Even the more traditional songs derive much of their charm from instrumental touches. “Cruel Country” reinforces its Americana childishness with a bovine clip-clop in the verses. “All Across the World” supplements its spirit of optimism with an uplifting harmony of piano and slide guitar. And the honky-tonk riffing on “Falling Apart (Right Now)” and “A Lifetime to Find” makes for probably the most foot-stomping stuff Tweedy has put out since the “No Depression” days. All commentary about America aside, the country tradition running throughout this double album allows ample room for Wilco to display its musicianship.

That said, Tweedy takes his moments in the spotlight. “Talk to me,” he says on “The Universe.” “Say it plain / Like how you really speak.” Now, he’s almost a parody of a singer-songwriter, pleading for honesty and directness over some forceful acoustic strumming. And he still harps on compromise in a world that must be shared. “We can all agree,” he says, since after all, “The universe / For better or worse / It’s the only place / To be.” If a bit preachy, it is a memorable olive branch from the irreverent “American aquarium drinker” of Yankee Hotel Foxtrot.

More powerful is “Ambulance,” another acoustic number, this one depicting Tweedy’s religious experience while “busy dying” of a drug overdose. Tweedy sees the “lord” not in the “priest” who “pissed his pants,” but in the paramedic, whose act of service embodies Tweedy’s concept of holiness. The song builds on his history, dating as far back as Uncle Tupelo’s “Graveyard Shift,” of centering workers. And the image of human contact — “she was just holding my cold hand” — beautifully counterposes the album’s concept of cruelty.

Wait a minute. Family, community, tradition, faith? Wilco finds the beauty of America in all the things one might expect of the most red-blooded nationalist. If anything, it’s Tweedy’s criticisms of the country that feel underdeveloped. The jab that gives the album its title is not an argument, but an emotion. And the harshest judgments are reserved for Tweedy himself on “Tired of Taking It Out on You” and “Hearts Hard to Find.” Past some vague political commentary on tracks such as “I Am My Mother” and “Hints,” Cruel Country harbors a deep national optimism. It’s a sappy love letter disguised as a diatribe.
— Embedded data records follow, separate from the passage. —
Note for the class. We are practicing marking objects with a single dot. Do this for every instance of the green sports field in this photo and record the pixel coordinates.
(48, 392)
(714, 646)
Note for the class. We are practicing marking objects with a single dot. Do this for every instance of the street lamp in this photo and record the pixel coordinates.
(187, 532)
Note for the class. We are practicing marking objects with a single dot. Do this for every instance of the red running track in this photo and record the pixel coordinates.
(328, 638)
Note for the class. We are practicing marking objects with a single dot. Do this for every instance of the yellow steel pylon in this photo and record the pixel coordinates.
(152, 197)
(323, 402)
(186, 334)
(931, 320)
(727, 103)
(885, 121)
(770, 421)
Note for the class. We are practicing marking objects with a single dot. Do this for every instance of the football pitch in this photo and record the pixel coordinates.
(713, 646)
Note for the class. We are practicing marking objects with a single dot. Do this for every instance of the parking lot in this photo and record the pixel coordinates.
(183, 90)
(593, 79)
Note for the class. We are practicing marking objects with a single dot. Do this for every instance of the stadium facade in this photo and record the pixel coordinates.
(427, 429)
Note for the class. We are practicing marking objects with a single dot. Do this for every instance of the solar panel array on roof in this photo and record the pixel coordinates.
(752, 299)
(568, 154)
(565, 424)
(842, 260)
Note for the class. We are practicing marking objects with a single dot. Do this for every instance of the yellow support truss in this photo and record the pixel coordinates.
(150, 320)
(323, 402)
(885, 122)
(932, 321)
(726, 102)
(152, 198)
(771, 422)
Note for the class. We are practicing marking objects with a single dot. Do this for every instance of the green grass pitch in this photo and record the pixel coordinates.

Ironically, Tweedy’s flashes of cynicism will turn off many listeners, and his cloying calls for compromise will put off others. Yet the national theme is mostly a vehicle for the country music, and there should be enough artistry here to satisfy longtime Wilco fans and some newcomers. Cruel Country can be uneven — it is a double album — but so can its muse. “I like it here,” Tweedy admits on “The Plains,” his finale and ode to the heartland. Sure, it’s “boring” and everyone “complains,” but in the end, “There’s nowhere else / You’d rather be.”